Newton spent much of the second half of the 2010 football season embroiled in a controversy regarding allegations that his father, Cecil Newton, had sought substantial sums of money in return for his son playing for a major college football team, in violation of National Collegiate Athletic Association rules.[63] In early November 2010, several Mississippi State University athletic boosters reported to the media that, during their recruitment of his son out of Blinn College nearly a year earlier, Cecil Newton said that it would take "more than just a scholarship" to secure his son's services. This demand was communicated by booster and former Mississippi State football player Kenny Rogers to fellow boosters and former teammates Bill Bell and John Bond. Rogers said in a Dallas radio interview that Cecil Newton said it would take "anywhere between $100,000 and $180,000" to get his son to transfer to Mississippi State.[64] Auburn maintained throughout the investigation, which had begun several months before the public was made aware of it,[65] that they were not involved in any pay-for-play scheme and that Cam Newton was fully eligible to play.

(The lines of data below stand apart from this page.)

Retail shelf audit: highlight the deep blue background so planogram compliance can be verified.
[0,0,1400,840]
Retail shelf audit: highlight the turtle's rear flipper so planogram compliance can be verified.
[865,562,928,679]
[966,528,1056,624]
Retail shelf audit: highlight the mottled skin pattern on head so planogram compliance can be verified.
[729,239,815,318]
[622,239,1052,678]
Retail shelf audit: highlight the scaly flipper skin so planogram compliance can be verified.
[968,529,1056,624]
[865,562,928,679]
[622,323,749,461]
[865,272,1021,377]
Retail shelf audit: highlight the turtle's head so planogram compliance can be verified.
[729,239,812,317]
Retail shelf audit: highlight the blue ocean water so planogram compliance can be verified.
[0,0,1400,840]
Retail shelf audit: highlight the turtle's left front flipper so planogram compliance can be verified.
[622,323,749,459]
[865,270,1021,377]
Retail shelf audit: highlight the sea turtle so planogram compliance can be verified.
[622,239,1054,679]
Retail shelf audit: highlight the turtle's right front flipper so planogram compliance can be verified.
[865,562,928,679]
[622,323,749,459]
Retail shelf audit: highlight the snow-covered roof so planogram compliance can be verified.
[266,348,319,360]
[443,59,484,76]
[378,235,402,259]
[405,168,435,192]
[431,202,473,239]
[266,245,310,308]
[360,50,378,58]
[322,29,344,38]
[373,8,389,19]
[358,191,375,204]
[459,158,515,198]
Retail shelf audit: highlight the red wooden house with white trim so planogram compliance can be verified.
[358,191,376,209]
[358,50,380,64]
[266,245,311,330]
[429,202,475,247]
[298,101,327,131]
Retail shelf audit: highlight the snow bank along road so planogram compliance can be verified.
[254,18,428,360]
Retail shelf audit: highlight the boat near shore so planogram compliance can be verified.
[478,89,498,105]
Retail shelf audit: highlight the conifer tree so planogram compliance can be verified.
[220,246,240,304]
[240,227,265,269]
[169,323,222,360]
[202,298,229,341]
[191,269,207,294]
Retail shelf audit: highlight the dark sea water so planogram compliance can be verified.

On November 30, Auburn declared Cam Newton ineligible after the NCAA found evidence that Cecil Newton solicited Mississippi State $120,000 to $180,000 in exchange for Cam Newton's athletic service, a violation of amateurism.[65] Auburn immediately filed to have him reinstated on the basis that Kenny Rogers could not be considered an agent and that Cam Newton was not aware of his father's illegal activity.[65] The NCAA almost immediately sided with Auburn and reinstated Newton the next day on December 1, declaring him eligible for the 2010 SEC Championship Game three days later, stating that there was not sufficient evidence that Cam Newton or anyone from Auburn had any knowledge of Cecil Newton's actions.[66] Auburn subsequently limited the access Cecil Newton had to the program as result of NCAA findings. Also, due to increased pressure by the media and the NCAA investigation, Cecil Newton announced he would not attend the Heisman Trophy Ceremony.[67] The NCAA reinstatement did not clear Cecil Newton of any wrongdoing; it did, however, establish Cam Newton's eligibility as a candidate for the Heisman Trophy, which he won in a landslide victory with 2,263 points and 729 first-place votes.[68]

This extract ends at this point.